The vascular injury should be clamped to provide temporary
hemostasis. Pulses in the radial artery can be palpated to ascertain
distal arterial flow and doppler ultrasound should be used to verify
distal perfusion in the radial and ulnar arteries. The proximal and
distal ends of the injured vessels need to be debrided followed by
primary arterial repair. If an immediate primary repair is unable to
be performed, the vessels can be tied off leaving long tails so that
they can be easily identified. The collateral blood flow consisting of
approximately seven vessels is able to provide adequate perfusion
distally even with an acute brachial artery transection [14]. The patient
should be transferred emergently to a tertiary care center where an
emergent vascular repair can be performed. The arterial repair should
be inspected for any leaks and distal flow in the radial and ulnar
arteries verified with Doppler ultrasound. Serial examinations of the
forearm should be performed for the development of compartment
syndrome. The surgeon should have a low threshold for performing
compartments releases as done in case two. Reperfusion injury
after vascular repair can cause further damage to the extremity
necessitating compartment releases. It is important to follow the
patient closely post operatively to monitor the patency of the vascular
repair. Appropriate anti-coagulation in concert with vascular surgery
needs to be provided to prevent thrombosis of the vascular repair.
Figure 3
Figure 3
(a) Cadaveric dissection illustrating the close proximity of the
brachial and radial artery to the distal biceps tendon. (b) Closer view of the
distal biceps tendon and its relationship to the brachial and radial artery.
Conclusion
Surgical repair of a distal biceps rupture is an acceptable method of treatment as it is a relatively safe procedure, which provides restoration of flexion and supination.
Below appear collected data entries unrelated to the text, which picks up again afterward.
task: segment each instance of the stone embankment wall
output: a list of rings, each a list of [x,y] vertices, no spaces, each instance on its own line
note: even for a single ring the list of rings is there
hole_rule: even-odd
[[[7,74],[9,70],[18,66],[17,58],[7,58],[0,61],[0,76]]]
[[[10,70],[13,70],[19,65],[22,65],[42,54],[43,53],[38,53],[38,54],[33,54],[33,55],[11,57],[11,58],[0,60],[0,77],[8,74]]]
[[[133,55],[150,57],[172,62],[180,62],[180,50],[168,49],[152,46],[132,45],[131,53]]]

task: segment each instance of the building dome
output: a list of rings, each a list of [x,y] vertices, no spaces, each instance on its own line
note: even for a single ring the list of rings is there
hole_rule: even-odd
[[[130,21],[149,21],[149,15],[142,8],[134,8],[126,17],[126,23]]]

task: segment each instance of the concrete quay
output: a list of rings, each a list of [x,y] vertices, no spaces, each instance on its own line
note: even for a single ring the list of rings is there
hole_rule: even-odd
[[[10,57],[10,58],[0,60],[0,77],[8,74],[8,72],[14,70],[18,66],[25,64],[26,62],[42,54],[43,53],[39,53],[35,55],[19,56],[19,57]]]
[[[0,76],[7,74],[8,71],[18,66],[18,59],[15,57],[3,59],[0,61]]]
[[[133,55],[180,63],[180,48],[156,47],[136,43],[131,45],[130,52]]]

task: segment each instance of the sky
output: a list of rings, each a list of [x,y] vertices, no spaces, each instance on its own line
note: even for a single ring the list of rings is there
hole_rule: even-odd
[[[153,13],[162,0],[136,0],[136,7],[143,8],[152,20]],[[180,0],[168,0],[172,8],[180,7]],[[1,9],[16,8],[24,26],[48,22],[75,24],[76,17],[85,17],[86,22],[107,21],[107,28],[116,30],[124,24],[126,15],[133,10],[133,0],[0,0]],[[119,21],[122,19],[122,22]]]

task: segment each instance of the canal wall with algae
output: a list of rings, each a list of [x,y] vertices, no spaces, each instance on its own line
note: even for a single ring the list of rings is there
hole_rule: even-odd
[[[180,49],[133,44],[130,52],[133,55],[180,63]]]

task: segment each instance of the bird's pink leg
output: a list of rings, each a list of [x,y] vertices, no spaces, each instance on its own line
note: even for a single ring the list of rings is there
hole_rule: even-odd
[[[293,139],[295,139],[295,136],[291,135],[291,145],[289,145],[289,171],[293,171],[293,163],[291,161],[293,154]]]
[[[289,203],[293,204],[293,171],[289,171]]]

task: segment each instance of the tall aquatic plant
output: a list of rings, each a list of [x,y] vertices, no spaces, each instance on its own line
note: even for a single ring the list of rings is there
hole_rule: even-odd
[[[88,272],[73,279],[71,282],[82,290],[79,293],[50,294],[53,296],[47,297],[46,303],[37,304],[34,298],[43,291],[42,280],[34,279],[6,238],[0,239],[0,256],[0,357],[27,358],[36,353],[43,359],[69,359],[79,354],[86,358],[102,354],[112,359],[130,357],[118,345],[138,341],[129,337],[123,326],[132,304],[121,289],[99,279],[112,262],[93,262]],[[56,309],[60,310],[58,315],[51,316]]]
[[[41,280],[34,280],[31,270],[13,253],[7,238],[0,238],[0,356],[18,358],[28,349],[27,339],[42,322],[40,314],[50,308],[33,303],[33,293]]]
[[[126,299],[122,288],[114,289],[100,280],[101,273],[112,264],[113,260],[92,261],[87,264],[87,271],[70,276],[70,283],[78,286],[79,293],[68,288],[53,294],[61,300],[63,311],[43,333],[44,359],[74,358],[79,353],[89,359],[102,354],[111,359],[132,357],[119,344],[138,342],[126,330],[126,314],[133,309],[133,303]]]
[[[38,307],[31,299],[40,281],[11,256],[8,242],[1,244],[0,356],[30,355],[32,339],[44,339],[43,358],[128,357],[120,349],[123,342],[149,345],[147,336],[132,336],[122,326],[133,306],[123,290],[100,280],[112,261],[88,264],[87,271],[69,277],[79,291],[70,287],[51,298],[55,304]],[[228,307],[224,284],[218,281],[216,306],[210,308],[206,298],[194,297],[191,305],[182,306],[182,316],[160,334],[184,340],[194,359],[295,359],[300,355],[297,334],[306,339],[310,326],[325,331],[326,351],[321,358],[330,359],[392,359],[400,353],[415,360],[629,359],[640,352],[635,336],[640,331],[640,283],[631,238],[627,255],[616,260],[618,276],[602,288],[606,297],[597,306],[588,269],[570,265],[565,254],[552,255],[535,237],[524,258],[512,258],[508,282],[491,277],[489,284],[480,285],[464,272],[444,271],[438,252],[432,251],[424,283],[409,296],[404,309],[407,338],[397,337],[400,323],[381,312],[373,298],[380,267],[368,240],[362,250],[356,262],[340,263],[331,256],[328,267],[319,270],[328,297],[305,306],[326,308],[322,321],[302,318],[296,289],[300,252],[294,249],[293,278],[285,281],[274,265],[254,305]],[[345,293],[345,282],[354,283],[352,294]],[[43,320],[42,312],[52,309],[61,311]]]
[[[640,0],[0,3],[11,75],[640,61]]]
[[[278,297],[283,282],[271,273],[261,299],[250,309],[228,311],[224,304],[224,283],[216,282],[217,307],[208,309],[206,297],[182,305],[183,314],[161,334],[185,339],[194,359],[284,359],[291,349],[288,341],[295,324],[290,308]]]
Complications associated with surgical repair of the distal biceps rupture include nerve damage, anterior elbow pain, heterotopic ossification, rerupture, and radioulnar synostoses. Brachial artery injury is a rare complication of distal biceps rupture repair that should be identified quickly, clamped to control bleeding, and repaired primarily. Distal extremity perfusion should be verified using Doppler ultrasound to identify arterial flow in the radial and ulnar arteries. These cases highlight the importance of vigilant surgical dissection when performing a distal biceps repair and deflating the tourniquet prior to closure.